Dès l’époque d’Homère, au VIIIe s. avant J.-C., une des « qualités » exigées d’une femme est la beauté. Le poète cite souvent la beauté d’une femme qui la rend « proche d’une déesse ». Et cette beauté peut amener à tout « pardonner ». C’est le sens du discours des vieux Troyens qui observent les combats du haut des remparts de Troie : selon eux, ce n’est pas une honte que Troyens et Grecs souffrent et meurent puisqu’ils le font pour la beauté d’Hélène, la plus belle femme au monde.

L’une des activités féminines pratiquées dans le gynécée, le lieu réservé aux femmes, consistait donc à prendre soin de soi. Pour conserver et parfaire leur beauté, les femmes doivent soigner leur apparence et leur tenue. Pour les femmes mariées, se préoccuper de sa beauté est une injonction dictée par le désir et/ou le besoin de plaire à son époux. Elles doivent en effet faire face à des concurrentes comme les concubines ou les courtisanes que leurs époux côtoient lors des banquets et des symposia (moment conviviale qui suit le banquet pendant lequel on « boit ensemble » du vin), d’où les épouses sont exclues.

Or la cosmétique (du verbe grec kosméo), qui est l’art de « mettre en ordre, de rendre présentable », les aide dans cette quête.

Les vases grecs figurés permettent d’imaginer ces scènes de la vie quotidienne : la maîtresse de maison est assise sur un fauteuil avec son miroir à la main, entourée de ses servantes.
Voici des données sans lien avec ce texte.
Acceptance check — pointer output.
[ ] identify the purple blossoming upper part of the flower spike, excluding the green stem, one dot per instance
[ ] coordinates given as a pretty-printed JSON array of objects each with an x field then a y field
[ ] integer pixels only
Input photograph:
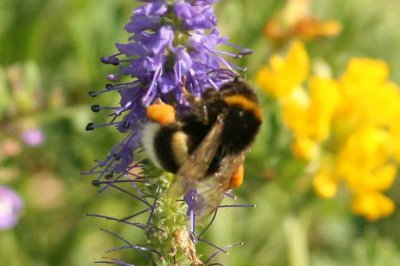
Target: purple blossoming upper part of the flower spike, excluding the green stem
[{"x": 173, "y": 44}]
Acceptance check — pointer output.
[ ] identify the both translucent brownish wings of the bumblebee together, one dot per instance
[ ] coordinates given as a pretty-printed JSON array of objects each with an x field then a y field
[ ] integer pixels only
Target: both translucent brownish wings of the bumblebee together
[{"x": 191, "y": 175}]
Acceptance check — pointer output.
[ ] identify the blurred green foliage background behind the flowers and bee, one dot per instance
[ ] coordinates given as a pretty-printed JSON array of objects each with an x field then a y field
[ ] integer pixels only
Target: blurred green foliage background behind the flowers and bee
[{"x": 49, "y": 60}]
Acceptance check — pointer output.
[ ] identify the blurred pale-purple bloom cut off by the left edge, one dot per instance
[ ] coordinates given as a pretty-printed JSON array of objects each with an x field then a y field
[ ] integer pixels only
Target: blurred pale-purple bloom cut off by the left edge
[{"x": 10, "y": 207}]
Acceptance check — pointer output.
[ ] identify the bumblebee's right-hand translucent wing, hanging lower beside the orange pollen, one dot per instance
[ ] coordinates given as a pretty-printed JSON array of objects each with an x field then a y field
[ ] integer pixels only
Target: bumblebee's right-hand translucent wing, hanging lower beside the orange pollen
[{"x": 211, "y": 190}]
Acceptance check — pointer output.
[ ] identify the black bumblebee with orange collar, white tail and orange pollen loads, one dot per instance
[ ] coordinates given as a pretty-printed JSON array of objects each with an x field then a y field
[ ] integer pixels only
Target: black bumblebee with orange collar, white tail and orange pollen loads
[{"x": 205, "y": 146}]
Le miroir est sans doute l’objet féminin le plus emblématique. Tout autour, sont représentés les ustensiles nécessaires aux soins : les fioles contenant les huiles parfumées (aryballes, alabastres, lécythes …), les boîtes à bijoux et celles qui contiennent les poudres de maquillage, les cruches et bassins pour la toilette…

Des ouvrages antiques sur la fabrication d’onguents et la phytothérapie existent. La ville de Corinthe, par exemple, est connue pour la production de parfums et de leurs « flacons » (aryballes, lécythes, etc.) qui sont exportés dans toute la Méditerranée entre le VIIIe et le VIe siècle avant J.-C.
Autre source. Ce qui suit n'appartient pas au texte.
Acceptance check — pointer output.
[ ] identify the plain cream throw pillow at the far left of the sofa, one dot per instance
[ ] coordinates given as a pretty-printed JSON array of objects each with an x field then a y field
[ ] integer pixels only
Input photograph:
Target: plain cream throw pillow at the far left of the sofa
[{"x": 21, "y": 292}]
  • Tête de Vénus - Musée de la Romanité Nîmes
    Tête de Vénus – Musée de la Romanité Nîmes
  • Epingles à cheveux - Musée de la Romanité Nîmes
    Epingles à cheveux – Musée de la Romanité Nîmes
  • Pyxide corinthienne (boîte à bijoux) - Musée de la Romanité Nîmes
    Pyxide corinthienne (boîte à bijoux) – Musée de la Romanité Nîmes
  • Aryballe piriforme corinthien (vase à parfum) - Musée de la Romanité Nîmes
    Aryballe piriforme corinthien (vase à parfum) – Musée de la Romanité Nîmes
  • Aryballe globulaire corinthien (vase à parfum) - Musée de la Romanité Nîmes
    Aryballe globulaire corinthien (vase à parfum) – Musée de la Romanité Nîmes
  • Miroir étrusque représentant deux femmes et deux hommes - Musée de la Romanité Nîmes
    Miroir étrusque représentant deux femmes et deux hommes – Musée de la Romanité Nîmes

En conclusion

Les femmes occupent une place bien définie dans la société grecque en tant qu’épouses et mères. Toutefois, selon les classes sociales, les lieux et les périodes historiques, certaines ont pu investir d’autres domaines culturels, religieux et professionnels.